Finding artistic inspiration in Ontario Parks is nothing new.
Artists have been drawn to provincial parks from the very earliest years of the park system.
If anyone asks about the significance of Algonquin Provincial Park, it won’t take a minute of conversation before Tom Thomson is mentioned.
A quick Google search of the park will turn up paintings by Thomson and the Group of Seven sharing the same screen with an iconic Algonquin loon or moose.
Art and nature, particularly in Ontario Parks, are complementary mirrors — a reflection of intertwined beauty.
Canadian landscape painting was quickly turned on its ear by the Group of Seven’s radical interpretation of Algonquin’s colours, patterns and textures in the 1910s. Capturing the light — a new impression of painting — was born based on the rugged nature of the Canadian wilderness.

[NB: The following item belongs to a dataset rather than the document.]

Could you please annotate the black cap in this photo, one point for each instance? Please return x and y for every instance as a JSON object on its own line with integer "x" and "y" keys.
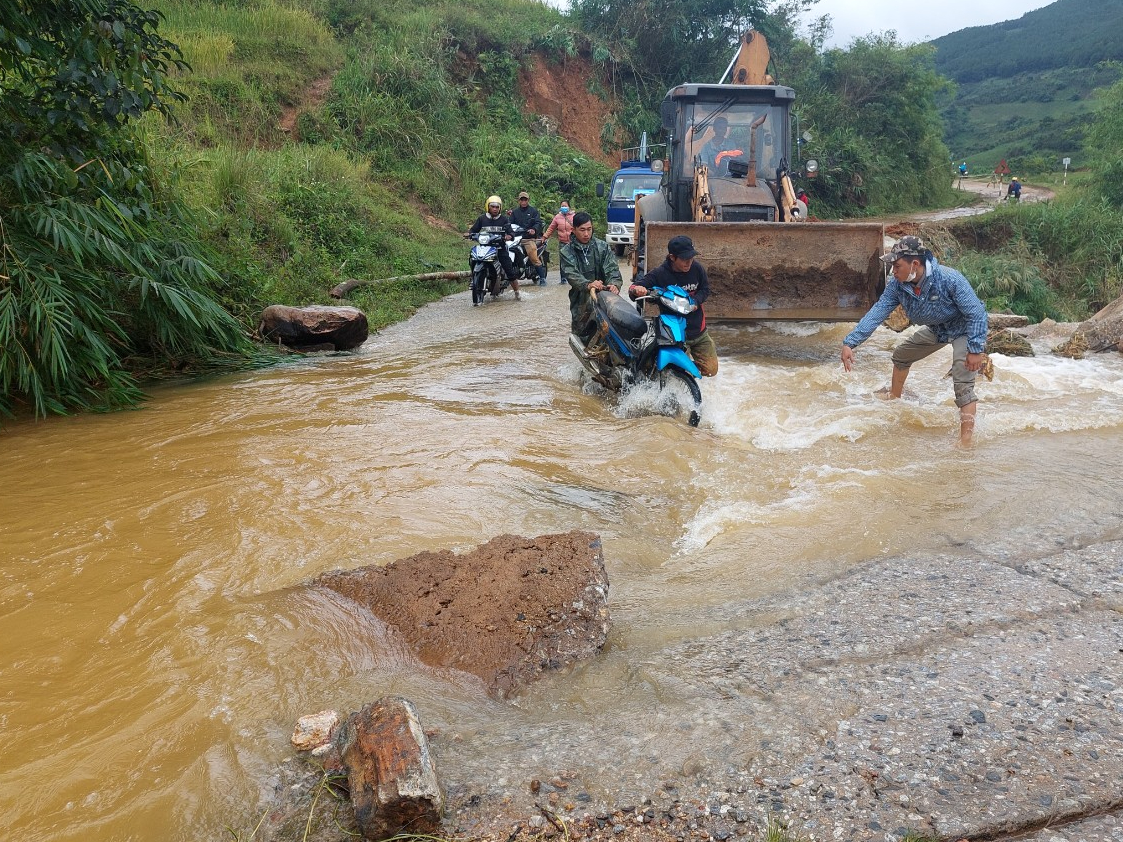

As founding Group of Seven member, A.Y. Jackson put it rather tongue and cheek, declaring Canadian landscape painting up to that time mimicked European traditions and was “all windmills and cows.”
A new generation
Art in the park is a natural fit; it is a fundamental part of the Canadian identity. This complementary relationship was celebrated in the OP125 program Go Wild for Art this summer which saw a multitude of art-based programs run across select parks.
This September was the ninth year students have made the pilgrimage to Awenda to paint and sketch (and photograph!) en plein air, like their artistic forebears.
Forty-seven students and two faculty journeyed to the park for a day trip, and were inspired by a varied fall day of scudding clouds and rugged Georgian Bay shoreline.
After a viewing at the park, students returned to the city to complete their work.
Support the arts!
On November 19 to 24, their finished artwork will be on display at OCAD’s Ada Slaight Student Gallery.
If you’re in Toronto, venture over to the college, a stone’s throw from the Art Gallery of Ontario where some the Canadian Masters are enshrined.
Check out a new artistic vision of the Canadian landscape represented by a new generation of artists, their artwork inspired by the very shores that once played muse for Thomson and the Group of Seven.